HIGH-FREQUENCY 4D MONITORING OF ALPINE GLACIERS USING LOW-COST TIME-LAPSE CAMERAS AND DEEP LEARNING STRUCTURE-FROM-MOTION

Abstract

Monitoring glaciers in alpine regions over short-term intervals is essential for understanding their response to climate change. This paper presents a low-cost time-lapse camera system designed for continuous 4D glacier monitoring. The system integrates daily 3D reconstruction from stereo cameras and surface velocity estimation from monoscopic camera using Digital Image Correlation (DIC). To overcome challenges posed by wide camera baselines and achieve accurate 3D reconstruction under suboptimal viewing conditions, state-of-the-art deep learning feature matching algorithms are employed in stereo reconstruction, which is not achievable with traditional methods.
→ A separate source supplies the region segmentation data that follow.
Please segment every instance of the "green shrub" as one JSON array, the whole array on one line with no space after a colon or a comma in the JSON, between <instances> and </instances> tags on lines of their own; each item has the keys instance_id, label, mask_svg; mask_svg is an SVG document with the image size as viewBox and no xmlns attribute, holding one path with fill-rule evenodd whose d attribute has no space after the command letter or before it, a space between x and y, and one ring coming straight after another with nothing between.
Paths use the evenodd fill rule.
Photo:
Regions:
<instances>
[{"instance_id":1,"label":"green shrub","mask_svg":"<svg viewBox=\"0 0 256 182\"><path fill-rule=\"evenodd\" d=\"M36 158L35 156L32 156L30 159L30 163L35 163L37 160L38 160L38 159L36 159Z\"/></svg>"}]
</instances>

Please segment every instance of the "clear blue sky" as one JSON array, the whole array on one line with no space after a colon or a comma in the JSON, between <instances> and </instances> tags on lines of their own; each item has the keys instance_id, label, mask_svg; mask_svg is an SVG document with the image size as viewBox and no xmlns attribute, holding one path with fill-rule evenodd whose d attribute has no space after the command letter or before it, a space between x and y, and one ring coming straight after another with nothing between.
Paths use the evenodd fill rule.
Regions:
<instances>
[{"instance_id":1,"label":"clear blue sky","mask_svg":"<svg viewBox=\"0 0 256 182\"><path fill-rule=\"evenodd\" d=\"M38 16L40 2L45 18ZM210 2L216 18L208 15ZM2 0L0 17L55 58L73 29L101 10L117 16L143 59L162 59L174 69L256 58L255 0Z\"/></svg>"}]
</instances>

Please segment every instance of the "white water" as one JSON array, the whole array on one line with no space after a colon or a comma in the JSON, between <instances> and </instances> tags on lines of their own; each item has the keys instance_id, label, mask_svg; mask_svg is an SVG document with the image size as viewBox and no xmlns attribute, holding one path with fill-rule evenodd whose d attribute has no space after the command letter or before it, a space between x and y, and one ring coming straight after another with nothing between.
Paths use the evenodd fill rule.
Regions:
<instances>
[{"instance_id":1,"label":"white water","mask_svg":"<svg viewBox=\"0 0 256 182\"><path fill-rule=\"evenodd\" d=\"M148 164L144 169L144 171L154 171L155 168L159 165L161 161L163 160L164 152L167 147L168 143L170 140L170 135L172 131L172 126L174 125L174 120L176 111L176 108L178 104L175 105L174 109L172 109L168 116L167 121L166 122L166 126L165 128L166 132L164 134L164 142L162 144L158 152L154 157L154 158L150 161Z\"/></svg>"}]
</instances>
A pilot study conducted at the debris-covered Belvedere Glacier (Italian Alps) demonstrates the effectiveness of the proposed approach in accurately estimating daily glacier dynamics, including surface kinematics, ice volume loss, and glacier retreat. The combination of stereo 3D reconstruction and DIC reveals a significant short-term correlation between air temperature, glacier surface velocity, and ablation, providing insights into the glacier's response to external factors. The proposed system offers ease of replication and can be readily applied to other study sites.